Currently, no cure exists for Chester porphyria. The goal of management is to avoid precipitating factors in cases of suspected porphyrias. Treatment is symptomatic and includes supportive care with IV fluids and pain management. Treatments that are known to be effective in acute intermittent porphyria and variegate porphyria are expected to benefit patients with Chester prophyria. Genetic counseling and understanding the disease and its manifestations may be helpful for family members.

Patients with Chester porphyria are at risk of an acute attack of porphyria at the time of surgery. This is because of stress, metabolic abnormalities, and certain drugs used during surgery.

Eating a balanced diet is important in maintaining health for patients with chronic medical conditions. Nutritional counseling can assist in identifying triggers and potential dietary support to prevent attacks, and maintain weight during an attack. 

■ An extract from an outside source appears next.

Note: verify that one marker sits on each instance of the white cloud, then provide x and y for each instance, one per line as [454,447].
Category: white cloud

Regular activity to maintain health is an important part of the management of Chester porphryia. 

 

 

Medication

Blood Components

Hemin (Panhematin)

Limits rate of hepatic and/or marrow porphyria/heme biosynthesis, possibly by inhibiting the enzyme aminolevulinic acid synthetase. Indicated for amelioration of recurrent attacks of acute intermittent porphyria temporally related to the menstrual cycle in susceptible women.

RNAi Agents

Givosiran (Givlaari)

Double-stranded small-interfering RNA that causes degradation of aminolevulinate synthase 1 (ALAS1) mRNA in hepatocytes through RNA interference, reducing the elevated levels of liver ALAS1 mRNA. This leads to reduced circulating levels of neurotoxic intermediates aminolevulinic acid (ALA) and porphobilinogen (PBG), factors associated with attacks and other disease manifestations of acute hepatic porphyria.

Indicated for acute hepatic porphyria.